Back in the 90s when I first started out with MFC I used to dynamically link my apps and shipped the relevant MFC DLLs. This caused me a few issues (DLL hell!) and I switched to statically linking instead - not just for MFC, but for the CRT and ATL. Other than larger EXE files, statically linking has never caused me any problems at all - so are there any downsides that other people have come across? Is there a good reason for revisiting dynamic linking again? My apps are mainly STL/Boost nowadays FWIW.
There are some downsides:
- Bigger exe size (esp if you ship multiple exe's)
- Problems using other DLL's which rely on or assume dynamic linking (eg: 3rd party DLL's which you cannot get as static libraries)
- Different c-runtimes between DLL's with independent static linkage (no cross-module allocate/deallocate)
- No automatic servicing of shared components (no ability to have 3rd party module supplier update their code to fix issues without recompiling and updating your application)
We do static linking for our Windows apps, primarily because it allows xcopy deployment, which is just not possible with installing or relying on SxS DLL's in a way which works, since the process and mechanism is not well documented or easily remotable. If you use local DLL's in the install directory it will kinda work, but it's not well supported. The inability to easily do remote installation without going through a MSI on the remote system is the primary reason why we don't use dynamic linking, but (as you pointed out) there are many other benefits to static linking. There are pros and cons to each; hopefully this helps enumerate them.
Most of the answers I hear about this involve sharing your dll's with other programs, or having those dll's be updated without the need to patch your software.
Frankly I consider those to be downsides, not upsides. When a third party dll is updated, it can change enough to break your software. And these days, hard drive space isn't as precious as it once was, an extra 500k in your executable? Who cares?
- Being 100% sure of the version of dll that your software is using is a good thing.
- Being 100% sure that the client is not going to have a dependency headache is a good thing.
The upsides far outweigh the downsides in my opinion
As long as you keep your usage limited to certain libraries and do not use any dll's then you should be good.
Unfortunately, there are some libraries that you cannot link statically. The best example I have is OpenMP. If you take advantage of Visual Studio's OpenMP support, you will have to make sure the runtime is installed (in this case vcomp.dll).
If you do use dll's then you can't pass some items back and forth without some serious gymnastics. std::strings come to mind. If your exe and dll are dynamically linked then the allocation takes place in in the CRT. Otherwise your program may try to allocate the string on one side and deallocate it on the other. Bad things ensue...
That said, I still statically link my exe's and dll's. It does reduce a lot of the variablilty in the install and I consider that well worth the few limitations.
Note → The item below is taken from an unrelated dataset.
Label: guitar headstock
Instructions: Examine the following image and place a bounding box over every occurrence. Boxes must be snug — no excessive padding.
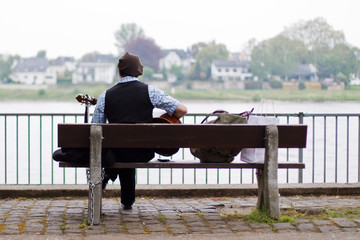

One good feature of using dll's are that if multiple processess loads the same dll its code can be shared between them. This can save memory and shorten loading times for an application loading a dll that's already used by another program.
No, nothing new on that front. Keep it that way.
Allocation is done on a 'static' heap. Since allocation an deallocation should be done on the same heap, this means that if you ship a library, you should take care that client code can not call 'your'
p = new LibClass() and delete that object itself using
My conclusion: either shield allocation and deallocation from client code, or dynamically link the CRT.
There are some software licenses such as LGPL that require you to either use a DLL or distribute your application as object files that the user can link together. If you are using such a library, you'll probably want to use it as a DLL.